Ten Days That Shook the World

John Reed

Nonfiction | Book | Adult | Published in 1919

Plot Summary
Ten Days That Shook the World is a 1919 book on the October Revolution in Russia by American journalist and socialist activist John Reed. Written in just two to three weeks, the book draws from Reed’s fresh, intense experience in Russia during the revolution, which took place in 1917. Reed gives historical background on the Bolshevik political leaders, whom he studied closely while living in Russia. He died less than a year after the book was published, and was exalted by the Russian government, which gave him an honorary gravesite at the Kremlin Wall Necropolis. Intensely emotional and vivid, the book is almost fiction-like in its larger-than-life, though scrupulously researched and historically correct, retelling of the October Revolution.

Reed begins Ten Days That Shook the World shortly before the beginning of the revolution, which coincided with a government coup in which the Leninist Bolshevik party commandeered the Russian state. The takeover ousted the conservative czarist regime and inaugurated decades of worsening chaos in Russia. Reed chronicles the political and social causes for this abrupt shift in power and its bitter consequences. Though the October Revolution lasted for less than a year, Reed argues that the Russian state’s political collapse had been made inevitable years before.

The first strong signal was growing resentment towards Russia’s czar, Nicholas II. A flurry of revolts erupted in Petrograd, the place now called St. Petersburg, forcing him to abdicate the throne, which he had occupied since 1894. Much of the czar’s power then moved into the hands of a lawyer and revolutionary hero, Aleksandr Kerensky, who helped form the Russian Provisional Government. Kerensky would go on to become Minister of Justice and Minister of War, but ultimately fail to establish stable governance. His coalition soon fell apart, as it consisted of too many socioeconomically disparate groups with very different desires for the future of Russia.

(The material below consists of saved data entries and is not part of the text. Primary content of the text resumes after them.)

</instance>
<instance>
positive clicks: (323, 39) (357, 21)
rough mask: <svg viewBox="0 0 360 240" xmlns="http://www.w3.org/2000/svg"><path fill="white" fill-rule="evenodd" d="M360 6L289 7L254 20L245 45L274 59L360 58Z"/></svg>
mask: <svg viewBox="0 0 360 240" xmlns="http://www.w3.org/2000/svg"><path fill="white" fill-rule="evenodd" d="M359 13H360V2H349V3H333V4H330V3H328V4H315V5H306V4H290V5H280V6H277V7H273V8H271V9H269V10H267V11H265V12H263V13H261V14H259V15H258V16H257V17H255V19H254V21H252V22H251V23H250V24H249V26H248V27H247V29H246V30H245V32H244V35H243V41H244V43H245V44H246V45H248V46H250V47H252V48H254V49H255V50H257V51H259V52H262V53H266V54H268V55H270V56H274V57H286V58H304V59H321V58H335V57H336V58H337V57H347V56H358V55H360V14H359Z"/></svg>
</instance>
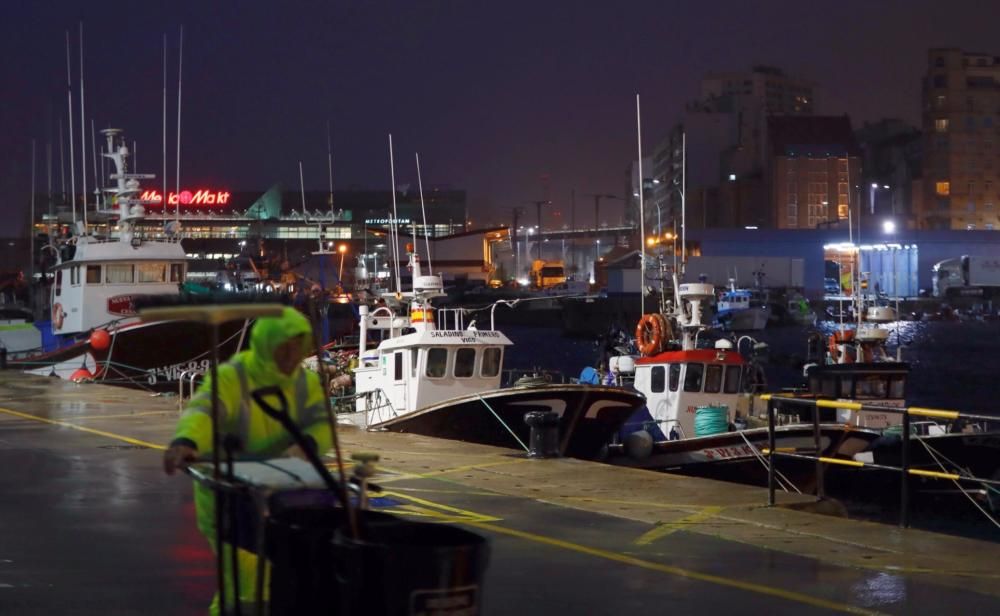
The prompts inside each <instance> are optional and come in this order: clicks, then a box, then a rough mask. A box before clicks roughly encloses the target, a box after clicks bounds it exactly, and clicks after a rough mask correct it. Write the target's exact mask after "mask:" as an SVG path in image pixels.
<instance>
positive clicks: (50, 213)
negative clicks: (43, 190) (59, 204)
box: [49, 118, 66, 214]
mask: <svg viewBox="0 0 1000 616" xmlns="http://www.w3.org/2000/svg"><path fill="white" fill-rule="evenodd" d="M64 141H65V140H64V139H63V134H62V118H59V177H60V178H61V179H60V182H61V186H62V193H61V194H62V199H61V200H60V204H65V203H66V149H65V146H64ZM49 213H50V214H51V213H52V212H49Z"/></svg>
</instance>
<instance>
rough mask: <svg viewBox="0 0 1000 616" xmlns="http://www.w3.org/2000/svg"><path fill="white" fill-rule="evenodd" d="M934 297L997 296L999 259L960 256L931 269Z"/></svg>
mask: <svg viewBox="0 0 1000 616" xmlns="http://www.w3.org/2000/svg"><path fill="white" fill-rule="evenodd" d="M933 283H934V297H964V296H973V297H983V298H990V297H993V296H994V295H997V296H1000V257H975V256H969V255H963V256H961V257H958V258H956V259H945V260H944V261H940V262H938V263H936V264H935V265H934V280H933Z"/></svg>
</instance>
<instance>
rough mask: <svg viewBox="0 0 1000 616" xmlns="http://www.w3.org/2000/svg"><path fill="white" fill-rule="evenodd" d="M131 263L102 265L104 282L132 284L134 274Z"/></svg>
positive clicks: (112, 263)
mask: <svg viewBox="0 0 1000 616" xmlns="http://www.w3.org/2000/svg"><path fill="white" fill-rule="evenodd" d="M133 269H134V268H133V266H132V265H121V264H115V263H109V264H107V265H106V266H105V267H104V282H109V283H111V284H132V283H133V282H135V275H134V272H133Z"/></svg>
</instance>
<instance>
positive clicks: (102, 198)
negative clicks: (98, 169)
mask: <svg viewBox="0 0 1000 616" xmlns="http://www.w3.org/2000/svg"><path fill="white" fill-rule="evenodd" d="M90 159H91V160H92V161H93V163H94V208H95V209H96V208H98V207H100V209H102V210H103V209H104V203H103V194H102V193H101V179H100V178H101V176H99V175H97V131H95V130H94V118H90Z"/></svg>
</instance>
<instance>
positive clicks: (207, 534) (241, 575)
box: [163, 308, 331, 614]
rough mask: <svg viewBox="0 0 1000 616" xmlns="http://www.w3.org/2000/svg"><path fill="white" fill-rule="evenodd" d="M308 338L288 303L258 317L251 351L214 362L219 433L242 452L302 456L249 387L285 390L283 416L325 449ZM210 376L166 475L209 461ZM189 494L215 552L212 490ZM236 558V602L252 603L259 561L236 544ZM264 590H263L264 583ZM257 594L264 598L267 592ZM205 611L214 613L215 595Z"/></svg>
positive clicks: (198, 485)
mask: <svg viewBox="0 0 1000 616" xmlns="http://www.w3.org/2000/svg"><path fill="white" fill-rule="evenodd" d="M311 335H312V328H311V327H310V325H309V321H308V320H307V319H306V318H305V317H304V316H302V314H301V313H299V312H297V311H295V310H293V309H291V308H285V309H284V311H283V313H282V315H281V316H280V317H268V318H262V319H259V320H258V321H257V322H256V324H254V327H253V330H252V331H251V333H250V350H249V351H244V352H242V353H238V354H236V355H235V356H233V358H232V359H230V360H229V361H227V362H226V363H224V364H221V365H220V366H219V369H218V379H219V388H218V392H219V393H218V396H219V425H220V428H221V430H222V434H223V435H227V434H231V435H235V436H237V437H238V438H239V442H240V444H241V447H242V453H243V455H245V456H253V457H257V458H259V457H280V456H289V455H291V456H298V457H304V454H303V452H302V451H301V449H299V447H298V446H297V445H295V444H294V443H293V442H292V439H291V437H290V436H289V435H288V434H287V432H286V431H285V430H284V428H282V427H281V425H280V424H279V423H278V422H277V421H275V420H274V419H272V418H270V417H268V416H267V415H266V414H265V413H264V411H263V410H261V409H260V407H258V405H257V404H256V403H255V402H254V401H253V400H252V398H251V397H250V392H252V391H254V390H256V389H258V388H261V387H269V386H275V385H276V386H278V387H280V388H281V390H282V392H284V394H285V398H286V399H287V400H288V402H289V408H288V413H289V414H290V416H291V417H292V419H293V420H294V421H296V422H297V423H298V424H299V426H300V427H301V428H302V429H303V432H304V433H305V434H306V437H307V440H309V441H310V442H309V445H310V446H311V447H315V448H316V451H318V452H321V453H322V452H325V451H327V450H328V449H329V448H330V445H331V434H330V424H329V422H328V421H327V418H326V415H325V404H324V401H323V395H324V393H323V388H322V385H321V384H320V380H319V377H318V376H317V375H316V374H315V373H314V372H312V371H310V370H306V369H304V368H302V366H301V363H302V359H303V358H304V357H305V356H306V354H307V353H308V350H309V348H310V347H309V343H310V341H311ZM209 381H210V379H208V378H206V379H205V381H204V382H203V383H202V385H201V387H199V389H198V391H197V392H196V393H195V395H194V396H193V397H192V398H191V401H190V402H189V403H188V405H187V407H186V408H185V409H184V412H183V414H182V415H181V418H180V421H179V422H178V424H177V430H176V432H175V433H174V439H173V441H172V442H171V443H170V446H169V447H168V448H167V450H166V452H165V453H164V457H163V469H164V471H165V472H166V473H167V474H168V475H172V474H174V473H175V472H176V471H177V470H178V469H183V468H184V467H185V466H187V465H188V464H190V463H191V462H193V461H194V460H195V459H198V458H200V459H208V458H209V457H210V456H211V454H212V416H211V413H212V394H211V383H210V382H209ZM194 496H195V510H196V513H197V520H198V529H199V530H200V531H201V532H202V534H204V535H205V537H206V538H207V539H208V541H209V543H210V544H211V545H212V549H213V550H216V549H217V547H218V546H216V545H215V495H214V494H213V492H212V490H211V489H209V488H207V487H205V486H202V485H200V484H195V491H194ZM230 549H231V548H230V547H229V546H228V545H226V546H225V548H224V551H225V554H224V559H223V562H224V563H225V565H224V567H225V572H224V575H225V587H226V601H225V603H226V607H227V611H228V609H230V608H231V607H232V606H233V580H232V572H231V571H230V570H229V569H230V566H231V564H230V563H231V554H230V552H229V550H230ZM237 555H238V559H239V561H238V567H239V591H240V599H241V602H242V603H243V604H244V605H247V604H249V603H251V602H252V601H253V600H254V592H255V587H256V573H257V561H256V556H255V555H254V554H252V553H250V552H247V551H245V550H242V549H237ZM264 588H265V593H266V589H267V585H266V584H265V585H264ZM262 599H263V600H265V601H266V594H265V597H264V598H262ZM248 607H249V605H248ZM210 611H211V613H212V614H218V613H219V597H218V594H216V596H215V599H214V600H213V602H212V606H211V610H210ZM244 613H251V612H249V611H244Z"/></svg>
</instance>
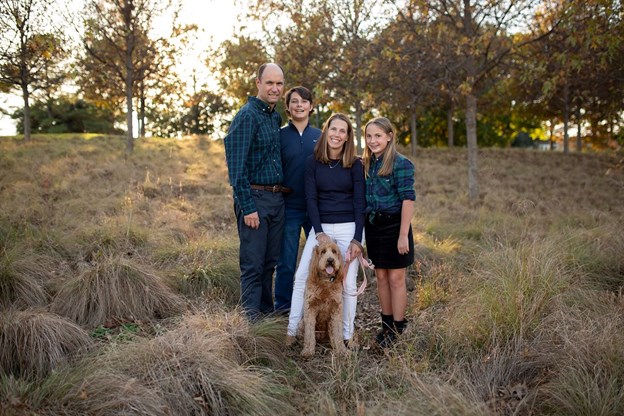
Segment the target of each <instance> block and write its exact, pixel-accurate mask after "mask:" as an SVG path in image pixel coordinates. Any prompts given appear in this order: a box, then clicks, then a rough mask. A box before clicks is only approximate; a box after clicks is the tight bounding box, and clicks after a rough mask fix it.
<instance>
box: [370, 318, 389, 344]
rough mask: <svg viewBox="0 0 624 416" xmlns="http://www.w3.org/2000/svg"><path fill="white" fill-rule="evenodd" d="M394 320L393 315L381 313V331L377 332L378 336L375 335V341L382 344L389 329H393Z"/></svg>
mask: <svg viewBox="0 0 624 416" xmlns="http://www.w3.org/2000/svg"><path fill="white" fill-rule="evenodd" d="M393 322H394V321H393V317H392V315H384V314H383V313H382V314H381V331H379V332H378V333H377V336H375V341H377V344H381V343H382V342H383V340H384V339H385V338H386V334H387V333H388V332H389V331H392V323H393Z"/></svg>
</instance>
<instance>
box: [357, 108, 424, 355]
mask: <svg viewBox="0 0 624 416" xmlns="http://www.w3.org/2000/svg"><path fill="white" fill-rule="evenodd" d="M364 135H365V137H366V149H364V157H363V162H364V172H365V175H366V212H367V216H366V227H365V229H366V237H367V238H366V248H367V251H368V256H369V257H370V259H371V261H372V262H373V264H375V275H376V277H377V292H378V295H379V304H380V306H381V331H380V332H379V333H378V334H377V337H376V341H377V343H378V344H379V345H380V346H381V347H382V348H386V347H389V346H390V345H392V343H393V342H394V341H395V339H396V337H397V336H398V335H400V334H401V333H403V331H404V330H405V326H406V324H407V320H406V319H405V309H406V308H407V287H406V285H405V273H406V270H407V266H409V265H411V264H412V263H413V262H414V238H413V236H412V227H411V221H412V215H413V213H414V200H415V199H416V192H415V191H414V164H413V163H412V162H411V161H410V160H409V159H408V158H406V157H405V156H403V155H401V154H400V153H399V152H398V151H397V149H396V145H395V134H394V129H393V127H392V124H391V123H390V121H389V120H388V119H387V118H385V117H377V118H374V119H372V120H371V121H369V122H368V123H367V124H366V127H365V128H364Z"/></svg>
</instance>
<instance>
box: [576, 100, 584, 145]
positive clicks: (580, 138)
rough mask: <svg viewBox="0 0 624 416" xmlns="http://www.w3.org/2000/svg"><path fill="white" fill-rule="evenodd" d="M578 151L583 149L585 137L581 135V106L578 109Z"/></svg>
mask: <svg viewBox="0 0 624 416" xmlns="http://www.w3.org/2000/svg"><path fill="white" fill-rule="evenodd" d="M576 151H577V152H579V153H581V152H582V151H583V137H582V136H581V106H580V105H579V106H578V108H577V109H576Z"/></svg>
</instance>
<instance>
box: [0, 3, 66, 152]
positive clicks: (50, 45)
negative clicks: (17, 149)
mask: <svg viewBox="0 0 624 416" xmlns="http://www.w3.org/2000/svg"><path fill="white" fill-rule="evenodd" d="M50 13H51V7H50V5H49V2H47V1H44V0H0V33H1V34H2V35H1V37H0V84H3V85H5V86H8V87H9V88H10V89H13V88H15V89H19V90H20V92H21V95H22V99H23V101H24V107H23V111H22V114H23V117H24V119H23V128H24V140H26V141H28V140H30V136H31V120H30V100H31V96H32V94H33V93H34V92H35V91H37V90H40V89H48V90H50V89H51V88H53V87H57V86H58V85H59V84H60V83H61V81H62V80H63V79H64V77H65V73H64V72H63V70H62V68H61V63H62V61H63V60H64V59H65V58H66V54H65V51H64V50H63V48H62V44H63V36H62V32H61V31H60V30H59V29H55V28H54V27H53V26H52V25H51V23H50V21H49V19H47V17H48V16H49V14H50Z"/></svg>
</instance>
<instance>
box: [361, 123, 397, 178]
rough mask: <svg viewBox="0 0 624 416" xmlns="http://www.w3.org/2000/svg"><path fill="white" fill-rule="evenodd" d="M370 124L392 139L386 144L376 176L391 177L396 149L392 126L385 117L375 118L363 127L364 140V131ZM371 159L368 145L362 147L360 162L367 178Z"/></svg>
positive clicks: (394, 137)
mask: <svg viewBox="0 0 624 416" xmlns="http://www.w3.org/2000/svg"><path fill="white" fill-rule="evenodd" d="M371 124H374V125H376V126H377V127H379V128H380V129H381V130H382V131H383V132H384V133H386V134H388V135H389V136H391V137H392V140H390V141H389V142H388V146H387V147H386V149H385V150H384V152H383V155H382V156H383V162H382V163H381V168H379V171H378V172H377V174H378V175H379V176H389V175H392V167H393V166H394V159H395V158H396V154H397V148H396V134H395V130H394V126H393V125H392V123H391V122H390V120H388V119H387V118H385V117H375V118H373V119H372V120H370V121H369V122H368V123H366V126H365V127H364V138H366V130H367V129H368V126H370V125H371ZM372 157H373V152H371V150H370V149H369V147H368V145H366V146H365V147H364V156H363V157H362V162H363V163H364V175H365V177H367V178H368V170H369V168H370V165H371V159H372Z"/></svg>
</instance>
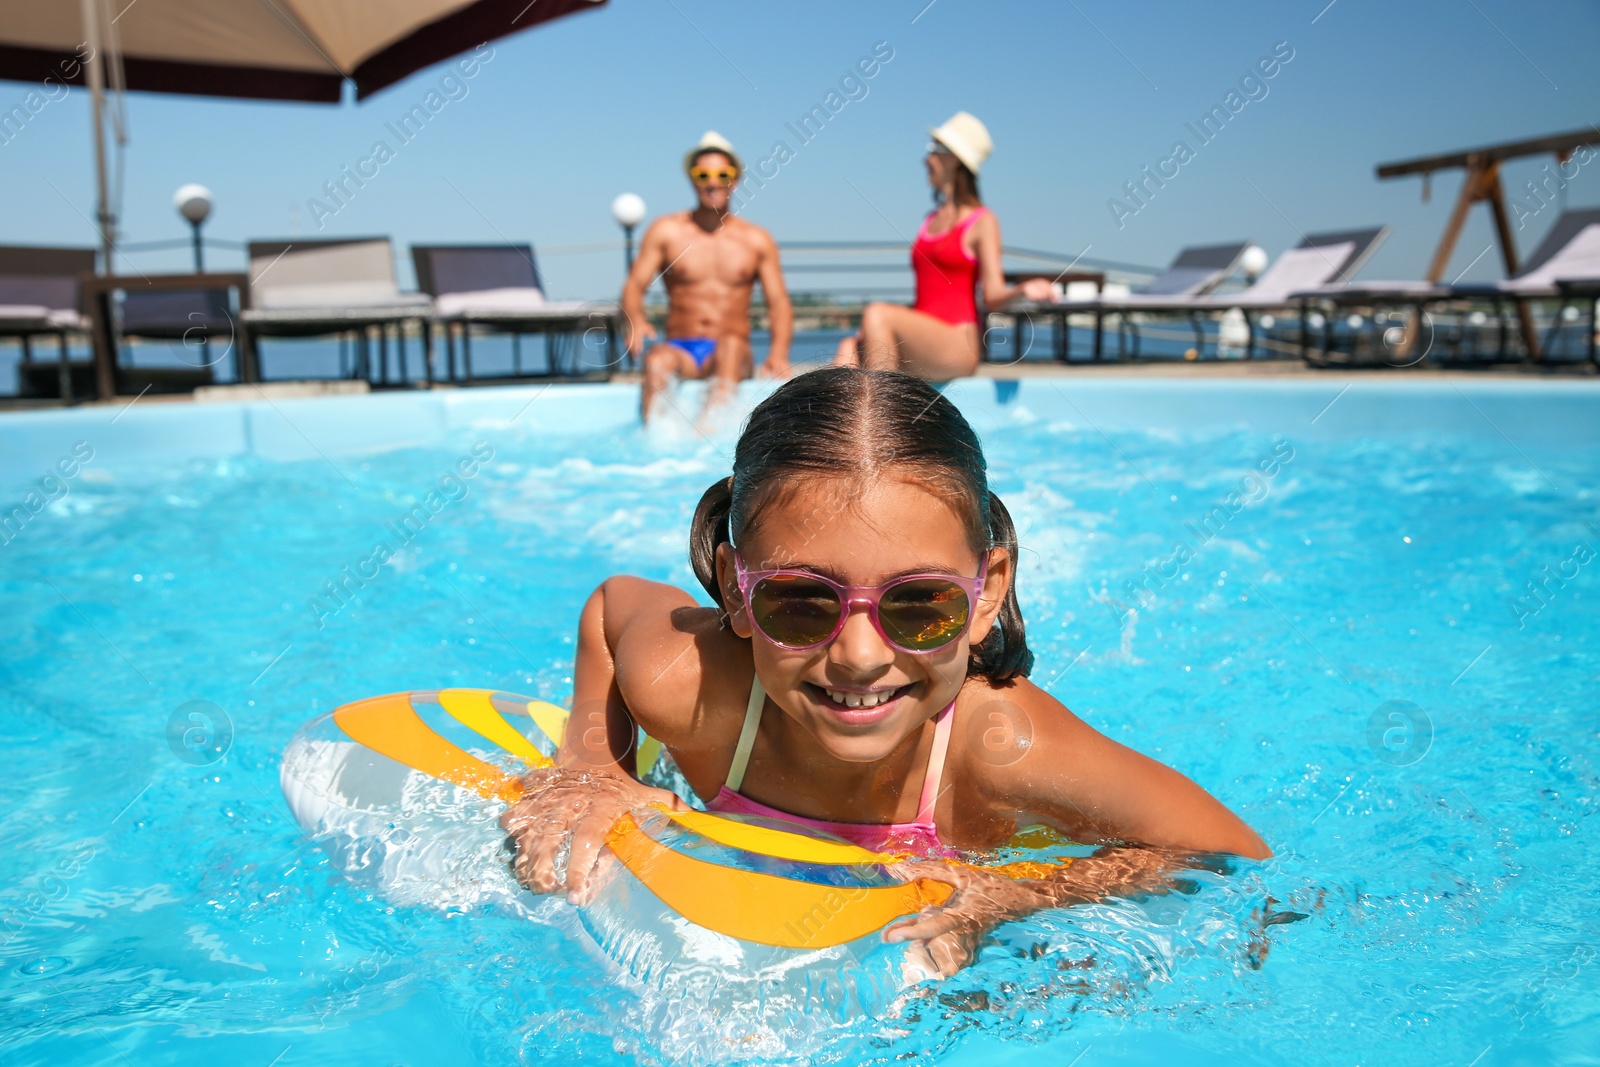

In response to growing global instability, several regressive, even proto-fascist laws were passed around the world. Of these in the United States, the Espionage Act was passed, which in the summer of 1917 made it illegal to disseminate media with anti-war sentiments. The government endowed the U.S. Post Office with special powers to intercept mail at its own discretion. Reed’s main employer at the time, the publication The Masses, was accused of defying this policy and was shut down. In its stead, the newspaper The Liberator published Max Eastman’s writings on the revolution, but heavily edited his arguments to preserve itself.

Reed left Russia in April 1918, via Kristiania, Norway (the city now known as Oslo). He had just been served a ban on national entry from both Russia and the United States. When he finally returned to the United States, the State Department seized his suitcases, which contained thousands of pieces of Russian propaganda, speech drafts, and newspapers. The custom officials subjected him to an intense interrogation, which lasted hours and scrupulously covered the past eight months of his life. A man named Michael Gold witnessed Reed’s detainment at the airport and attests to the fact that he was treated poorly. Reed was still sick from alkaloid poisoning, and the stress of it combined with the interrogation made him sicker. That summer, he pressed the government to return his papers, but it refused. Late the following autumn, he finally reclaimed them while living in Sheridan Square. He then set feverishly to work recording his experiences in Russia, worried that they would soon fade.

An avowed socialist, Reed spoke highly of both Trotsky and Lenin. Despite his clear political biases, the work itself refrains from promoting the Bolshevik agenda. Ten Days That Shook the World is widely viewed as a rigorous and unbiased account of the October Revolution, and a masterpiece of journalism. One of the first modern dramatic works of personal journalism, it is celebrated today for the depth of insight it provides into Russian turmoil, despite being written before that turmoil was over.